Adelaide Fringe 2019
Household name Tim Ferguson brings his fast lie on wheels to the Fringe.
Since the Doug Anthony All Stars became an item in the late 80’s, Tim Ferguson has been a house-hold name. Literally bursting into the Australia, and international comedy scene, The Doug’s were known globally as the bad-boys of comedy – who would swear and abuse audiences in one breath, then sing like angels in the next. But in the panicle of their careers, the All Stars suddenly split in 1994, much to the dismay of their loyal fans, and to wide-spread confusion in the comedy circuit.
Tim Ferguson – A Fast Life on Wheels is a brand-new show and takes the audience further back than they expect. Right back to where Ferguson was only a toddler – in fact, and his father was a trusted and respected correspondent and producer of the ABC. It was this career – and subsequent sacking for daring to produce and air a segment on lesbian relationships – that cemented Tim’s interest in irreverent TV; although that wouldn’t become apparent for some decades later.

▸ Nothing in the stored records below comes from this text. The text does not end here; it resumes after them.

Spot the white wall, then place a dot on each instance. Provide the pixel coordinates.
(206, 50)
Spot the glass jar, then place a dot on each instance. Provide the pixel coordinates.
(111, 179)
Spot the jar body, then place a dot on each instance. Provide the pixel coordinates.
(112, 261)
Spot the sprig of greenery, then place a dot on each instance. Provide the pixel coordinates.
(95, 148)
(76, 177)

Ferguson doesn’t skip over anything during this 60-minute live autobiography. He speaks with joy and a mischievous glint about the forming of the All-stars, and their takeover of the Edinburgh Festival during the 80’s and 90’s. He proudly discusses their reforming a few years back, and their triumphant return to the Edinburgh stage in 2016, where they won the Spirit of the Fringe Award.
But there’s an ‘elephant in the room’ that forms the real backbone to Tim’s tale, and that’s the symptoms, diagnosis and impact that Multiple Sclerosis has had on his life.

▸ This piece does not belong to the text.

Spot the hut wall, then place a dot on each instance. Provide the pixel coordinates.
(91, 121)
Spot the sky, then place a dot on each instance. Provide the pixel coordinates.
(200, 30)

According to Ferguson, his symptoms started further back than anyone had ever realised. From falling out of bed because his legs simply wouldn’t move, to his eyes crossing and refusing to go back in focus, he first started showing the unmistakable signs that something was wrong right back to the 80’s. This was, of course, right when the Doug’s were just starting to break out of Australia and invade the UK.
Hiding it for as long as possible – right through until well after the Doug’s had gone their separate ways, it wasn’t till a reunion of sorts, on Paul McDermott’s highly successful program, Good News Week, that Ferguson came clean and revealed his diagnosis to the world.
Despite the content, Tim did not allow for pity in his carefully mapped out show. He mocked himself mercilessly – as well as Paul McDermott, Richard Fidler, bald men, millennials and anyone who he felt deserved a tongue lashing. No-one was safe, and the audience was clearly enthralled as they cheered, whooped and even shed a tear or two.
Ferguson is a gifted performer, and while his show is done entirely seated and involved limited movement (producer/presenter, Carrie Hardie and director – Marc Gracie – assisted Ferguson to the stage and adjusted the microphone) it was entirely possible to hear the story, without focusing too much on the obviously crippling disease. Interspersed footage – right back from the clip that got his father fired, to his cult-hit ‘Don’t Forget your Tooth Brush’ to some touching moments from his ABC documentary series – were cleverly interjected, assisting with the story, and giving Ferguson a few moments to catch his breath.
This was exceptional show, performed by an obviously talent performer. As he embarks on an Australian Tour of this new work, whilst continuing to do his own Comedy Workshops across the globe, we can only hope that his body allows his quick witted, skilled mind to keep on keeping on. Goodness knows the rest of the world needs to see him and his incredible outlook on life.